Internal and external security threats are linked, of course. But internal cohesion can only be accentuated by missteps in Afghanistan or in dealings with India. In Pakistan, internal security is of paramount importance, as Gen Kayani repeatedly says. To the outside world, Pakistan’s efforts in this regard are overshadowed by those who use its soil to carry out violent acts across borders.

It’s hard to recognise mistakes, and even harder to engineer course corrections. There is good reason to suspect that Afghanistan is too fractious a place for ambitious state-building. A grand Afghan political settlement is likely to remain ephemeral or illusive. Familiar divides will reappear because they have never gone away.

Whatever chips Pakistan’s national security managers might try to play in an Afghan settlement have not rewarded Pakistan in the past, and are unlikely to help Pakistan find a brighter future.

Two generations of Pakistani strategic analysts have held the mirage that Afghanistan provides strategic depth, when the reverse has proven to be true. Pakistan has been destabilised by its own and by US. misadventures in Afghanistan, and could be destabilised further if India gains a foothold there to use as a staging ground to support disaffection in Balochistan.

A role reversal of this kind, mirroring India’s decades-long misfortunes in Kashmir, could only multiply Pakistan’s domestic woes. A political settlement, if one can be found, will have to tackle this issue which, in turn, requires improved ties between Pakistan and India.

Nawaz Sharif has great sympathy and support in Washington. The Obama administration will continue to provide assistance to tackle Pakistan’s economic, energy and internal security woes. First impressions in Washington, as in Pakistan, suggest a man hobbled by the immensity of his country’s problems and the obstacles that others so easily place in his path.

Last month, at the margins of UN General Assembly speechmaking, he and Indian Prime Minister Manmohan Singh promised to quiet exchanges of fire across the Kashmir divide. These flares appear to outsiders as contrived to prevent Nawaz from pursuing what he so clearly wants — improved relations and greater direct trade with India.

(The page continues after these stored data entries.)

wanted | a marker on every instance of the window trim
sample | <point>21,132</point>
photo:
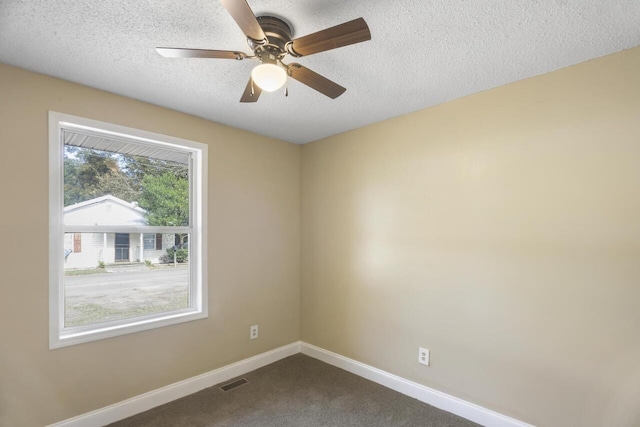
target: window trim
<point>59,336</point>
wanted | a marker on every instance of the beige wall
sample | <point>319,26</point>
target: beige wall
<point>254,258</point>
<point>501,231</point>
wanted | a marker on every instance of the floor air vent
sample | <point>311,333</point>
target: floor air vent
<point>234,384</point>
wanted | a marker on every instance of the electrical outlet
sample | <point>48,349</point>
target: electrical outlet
<point>423,356</point>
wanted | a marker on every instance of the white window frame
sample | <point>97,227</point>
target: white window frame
<point>59,336</point>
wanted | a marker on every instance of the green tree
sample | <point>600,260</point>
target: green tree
<point>165,198</point>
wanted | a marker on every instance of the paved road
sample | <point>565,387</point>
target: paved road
<point>109,296</point>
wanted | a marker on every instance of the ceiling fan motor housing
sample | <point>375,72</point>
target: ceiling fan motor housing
<point>277,31</point>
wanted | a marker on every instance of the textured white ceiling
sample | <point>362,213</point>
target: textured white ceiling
<point>422,53</point>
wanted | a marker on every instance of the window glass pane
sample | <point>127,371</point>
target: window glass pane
<point>149,241</point>
<point>99,289</point>
<point>108,188</point>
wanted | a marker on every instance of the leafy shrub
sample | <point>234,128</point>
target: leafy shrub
<point>182,255</point>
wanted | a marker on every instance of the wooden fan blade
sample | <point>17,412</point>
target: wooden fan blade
<point>245,18</point>
<point>176,52</point>
<point>351,32</point>
<point>315,81</point>
<point>251,92</point>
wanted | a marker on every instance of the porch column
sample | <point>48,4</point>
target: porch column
<point>104,246</point>
<point>141,247</point>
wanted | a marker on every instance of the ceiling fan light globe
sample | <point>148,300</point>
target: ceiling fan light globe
<point>269,77</point>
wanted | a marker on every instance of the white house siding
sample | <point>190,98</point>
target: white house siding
<point>108,210</point>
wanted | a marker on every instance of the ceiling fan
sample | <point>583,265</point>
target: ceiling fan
<point>270,39</point>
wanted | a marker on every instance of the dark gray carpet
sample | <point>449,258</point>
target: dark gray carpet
<point>297,391</point>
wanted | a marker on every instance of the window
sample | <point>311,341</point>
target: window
<point>127,230</point>
<point>153,241</point>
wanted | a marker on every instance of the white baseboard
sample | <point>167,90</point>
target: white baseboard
<point>146,401</point>
<point>150,400</point>
<point>470,411</point>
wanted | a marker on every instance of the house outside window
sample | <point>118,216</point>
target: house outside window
<point>120,199</point>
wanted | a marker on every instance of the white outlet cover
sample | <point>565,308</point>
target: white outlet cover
<point>423,356</point>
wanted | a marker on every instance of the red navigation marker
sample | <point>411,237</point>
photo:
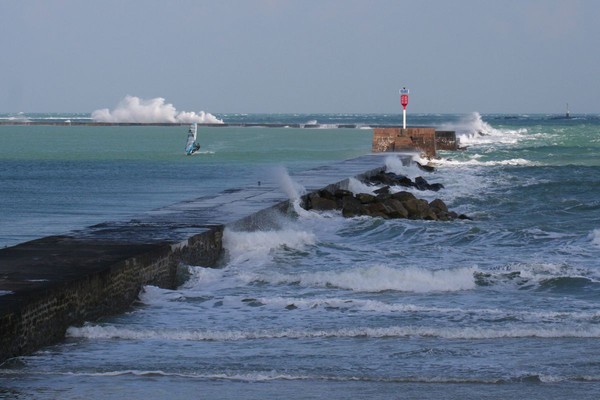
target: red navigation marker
<point>404,102</point>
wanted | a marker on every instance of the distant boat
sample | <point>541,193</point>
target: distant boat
<point>192,146</point>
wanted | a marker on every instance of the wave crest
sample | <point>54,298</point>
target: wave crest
<point>132,109</point>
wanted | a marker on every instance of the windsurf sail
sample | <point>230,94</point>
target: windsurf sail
<point>192,146</point>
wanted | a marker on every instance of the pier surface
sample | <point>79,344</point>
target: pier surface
<point>49,284</point>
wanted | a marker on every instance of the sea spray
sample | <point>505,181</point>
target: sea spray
<point>135,110</point>
<point>291,188</point>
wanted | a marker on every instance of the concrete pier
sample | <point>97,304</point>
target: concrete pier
<point>49,284</point>
<point>423,139</point>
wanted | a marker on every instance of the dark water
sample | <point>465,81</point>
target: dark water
<point>502,306</point>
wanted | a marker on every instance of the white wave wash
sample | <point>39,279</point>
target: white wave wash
<point>378,278</point>
<point>106,332</point>
<point>257,246</point>
<point>132,109</point>
<point>472,130</point>
<point>290,187</point>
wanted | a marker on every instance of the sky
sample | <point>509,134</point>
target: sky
<point>301,56</point>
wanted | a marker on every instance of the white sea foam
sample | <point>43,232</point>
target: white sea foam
<point>134,109</point>
<point>395,165</point>
<point>474,161</point>
<point>472,130</point>
<point>111,332</point>
<point>356,187</point>
<point>258,245</point>
<point>378,278</point>
<point>290,187</point>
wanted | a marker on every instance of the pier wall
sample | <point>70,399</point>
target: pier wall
<point>423,139</point>
<point>85,280</point>
<point>50,284</point>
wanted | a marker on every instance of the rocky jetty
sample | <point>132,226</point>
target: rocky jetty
<point>384,203</point>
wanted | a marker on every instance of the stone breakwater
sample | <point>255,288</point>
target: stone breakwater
<point>52,283</point>
<point>384,203</point>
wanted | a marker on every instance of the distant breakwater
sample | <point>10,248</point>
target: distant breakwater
<point>211,125</point>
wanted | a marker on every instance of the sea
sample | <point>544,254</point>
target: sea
<point>503,305</point>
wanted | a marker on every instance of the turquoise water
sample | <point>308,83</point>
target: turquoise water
<point>502,306</point>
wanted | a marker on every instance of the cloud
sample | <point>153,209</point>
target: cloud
<point>134,109</point>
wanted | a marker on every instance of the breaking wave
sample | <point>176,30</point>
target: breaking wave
<point>135,110</point>
<point>473,130</point>
<point>108,332</point>
<point>377,279</point>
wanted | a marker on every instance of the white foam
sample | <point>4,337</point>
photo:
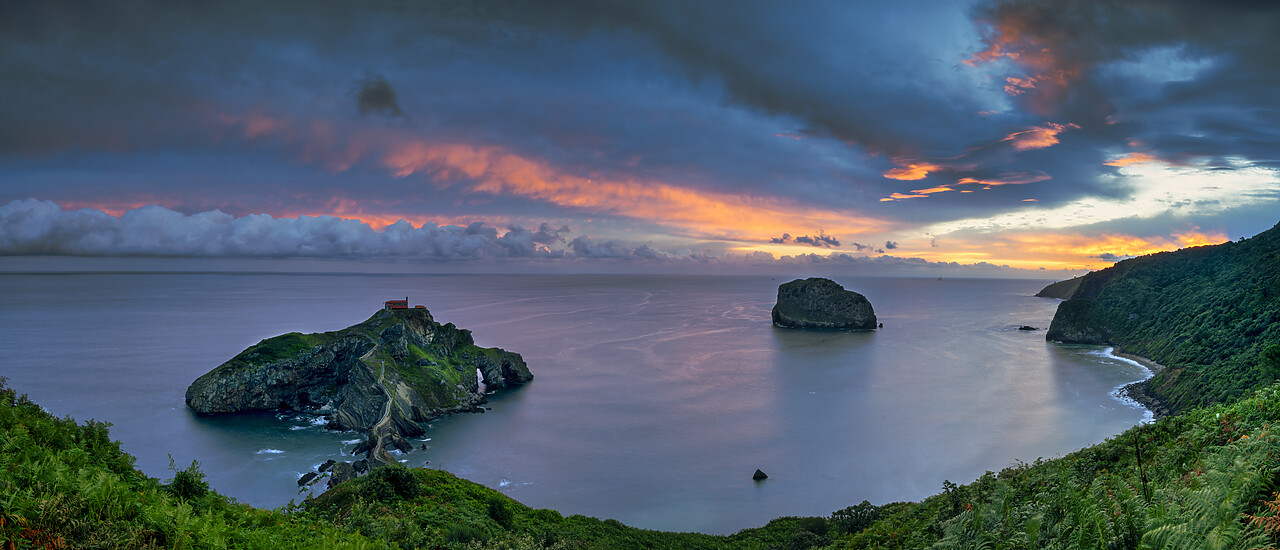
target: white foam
<point>1148,416</point>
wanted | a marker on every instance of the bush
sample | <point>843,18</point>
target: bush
<point>188,484</point>
<point>391,482</point>
<point>854,518</point>
<point>499,512</point>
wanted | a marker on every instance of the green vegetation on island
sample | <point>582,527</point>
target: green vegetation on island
<point>1203,479</point>
<point>1200,480</point>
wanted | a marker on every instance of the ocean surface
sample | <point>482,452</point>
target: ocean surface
<point>654,397</point>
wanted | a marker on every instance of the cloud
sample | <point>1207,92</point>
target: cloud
<point>32,227</point>
<point>1038,137</point>
<point>376,96</point>
<point>862,247</point>
<point>1013,178</point>
<point>818,241</point>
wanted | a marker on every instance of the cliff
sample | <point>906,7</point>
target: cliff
<point>383,376</point>
<point>1206,312</point>
<point>1061,289</point>
<point>822,303</point>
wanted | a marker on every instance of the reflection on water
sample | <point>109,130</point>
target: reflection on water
<point>656,397</point>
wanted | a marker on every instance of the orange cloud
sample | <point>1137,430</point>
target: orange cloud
<point>1038,137</point>
<point>900,196</point>
<point>1084,247</point>
<point>1048,74</point>
<point>1130,159</point>
<point>912,172</point>
<point>933,189</point>
<point>1015,86</point>
<point>494,170</point>
<point>1194,238</point>
<point>1009,178</point>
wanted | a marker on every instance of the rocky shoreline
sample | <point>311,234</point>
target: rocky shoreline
<point>1138,390</point>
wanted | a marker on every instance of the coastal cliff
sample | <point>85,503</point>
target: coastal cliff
<point>383,376</point>
<point>1206,312</point>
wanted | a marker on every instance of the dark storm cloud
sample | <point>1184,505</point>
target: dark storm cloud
<point>1185,81</point>
<point>821,239</point>
<point>818,241</point>
<point>809,101</point>
<point>376,96</point>
<point>862,247</point>
<point>35,227</point>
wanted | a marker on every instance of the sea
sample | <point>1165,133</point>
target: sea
<point>656,397</point>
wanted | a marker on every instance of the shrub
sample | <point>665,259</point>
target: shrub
<point>188,484</point>
<point>499,512</point>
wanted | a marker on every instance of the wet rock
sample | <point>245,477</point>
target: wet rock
<point>342,471</point>
<point>401,444</point>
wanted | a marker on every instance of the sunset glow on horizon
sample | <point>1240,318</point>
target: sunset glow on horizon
<point>1023,136</point>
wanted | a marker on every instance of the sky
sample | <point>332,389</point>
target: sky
<point>1013,137</point>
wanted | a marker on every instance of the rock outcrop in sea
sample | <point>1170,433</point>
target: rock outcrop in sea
<point>822,303</point>
<point>385,376</point>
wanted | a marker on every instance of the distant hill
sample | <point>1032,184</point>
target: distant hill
<point>1208,314</point>
<point>1061,289</point>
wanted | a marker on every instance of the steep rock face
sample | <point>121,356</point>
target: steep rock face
<point>397,369</point>
<point>1206,312</point>
<point>822,303</point>
<point>1061,289</point>
<point>1075,322</point>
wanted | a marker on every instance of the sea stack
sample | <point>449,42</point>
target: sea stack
<point>822,303</point>
<point>387,376</point>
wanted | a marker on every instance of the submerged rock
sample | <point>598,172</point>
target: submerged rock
<point>306,479</point>
<point>822,303</point>
<point>342,471</point>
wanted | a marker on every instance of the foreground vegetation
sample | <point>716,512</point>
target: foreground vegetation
<point>1202,480</point>
<point>1205,479</point>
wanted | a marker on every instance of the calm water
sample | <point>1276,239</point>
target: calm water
<point>654,399</point>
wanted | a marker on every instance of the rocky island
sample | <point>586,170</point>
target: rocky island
<point>384,376</point>
<point>822,303</point>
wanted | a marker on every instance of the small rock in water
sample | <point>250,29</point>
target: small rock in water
<point>342,471</point>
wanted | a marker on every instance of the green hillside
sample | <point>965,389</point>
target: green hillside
<point>1201,480</point>
<point>1210,314</point>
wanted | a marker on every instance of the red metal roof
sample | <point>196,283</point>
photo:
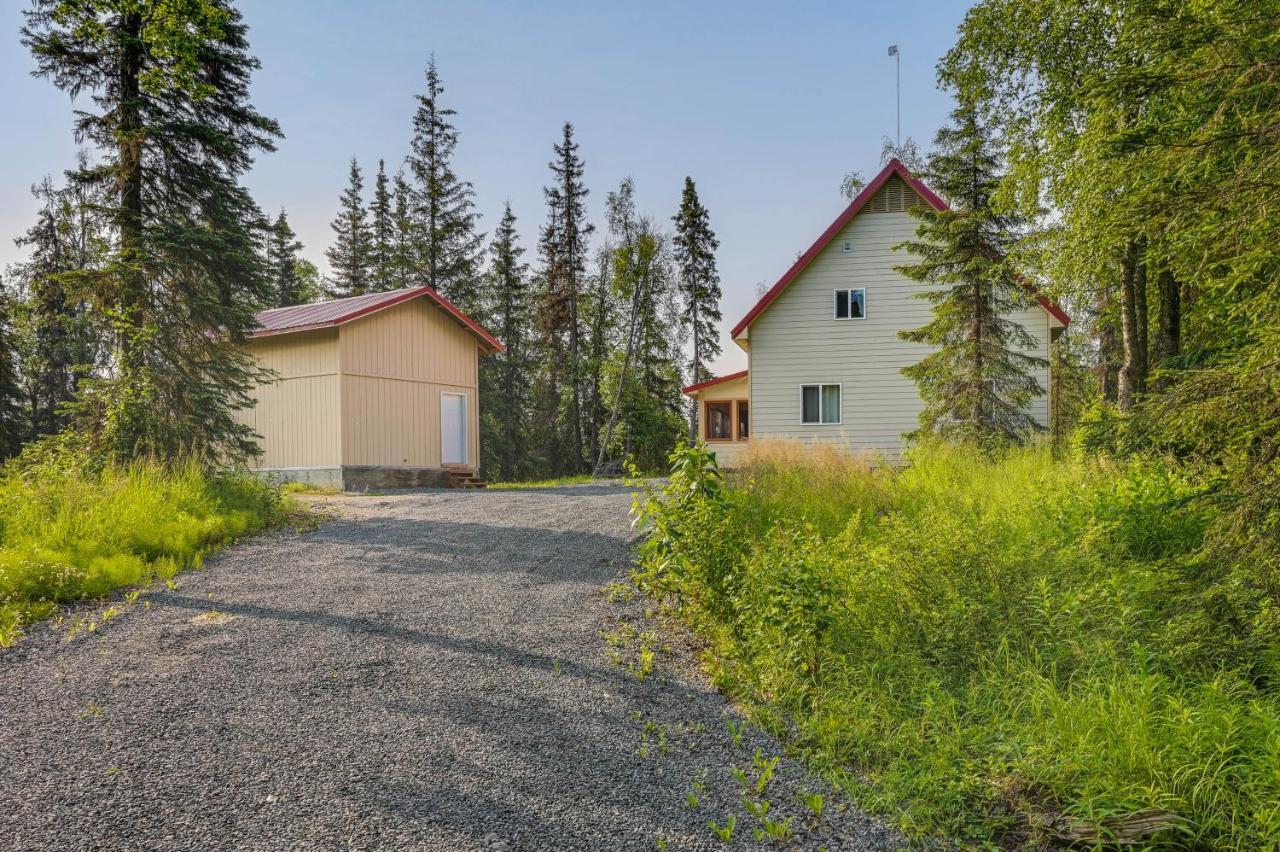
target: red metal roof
<point>855,206</point>
<point>698,385</point>
<point>321,315</point>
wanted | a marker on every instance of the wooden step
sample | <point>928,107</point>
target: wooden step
<point>462,479</point>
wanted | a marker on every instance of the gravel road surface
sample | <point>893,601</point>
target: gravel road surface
<point>426,670</point>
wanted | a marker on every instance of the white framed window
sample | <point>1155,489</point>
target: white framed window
<point>819,404</point>
<point>850,303</point>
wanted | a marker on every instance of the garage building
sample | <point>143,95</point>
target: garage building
<point>376,390</point>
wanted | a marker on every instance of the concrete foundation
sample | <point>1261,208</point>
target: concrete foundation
<point>359,477</point>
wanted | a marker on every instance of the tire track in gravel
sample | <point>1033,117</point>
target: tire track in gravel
<point>424,672</point>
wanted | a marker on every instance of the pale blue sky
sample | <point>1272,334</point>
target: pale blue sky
<point>767,105</point>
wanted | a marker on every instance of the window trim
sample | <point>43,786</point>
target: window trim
<point>737,420</point>
<point>819,385</point>
<point>707,421</point>
<point>835,296</point>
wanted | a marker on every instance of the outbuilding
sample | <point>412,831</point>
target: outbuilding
<point>376,390</point>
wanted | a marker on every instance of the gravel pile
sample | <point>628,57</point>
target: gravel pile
<point>425,672</point>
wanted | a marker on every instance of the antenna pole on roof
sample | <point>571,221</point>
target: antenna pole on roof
<point>897,64</point>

As long as firing across the Kashmir divide continues, it suggests opposition to this agenda, which is critical to Pakistan’s well-being.

More difficult, by orders of magnitude, will be taking action against extremists that are driving up Pakistan’s death toll. Leaving aside countries like Syria which are in the throes of a civil war, Pakistan now ranks above Afghanistan, and second only to Iraq, in fatalities due to sectarian violence.

The writer is co-founder of the Stimson Centre in Washington.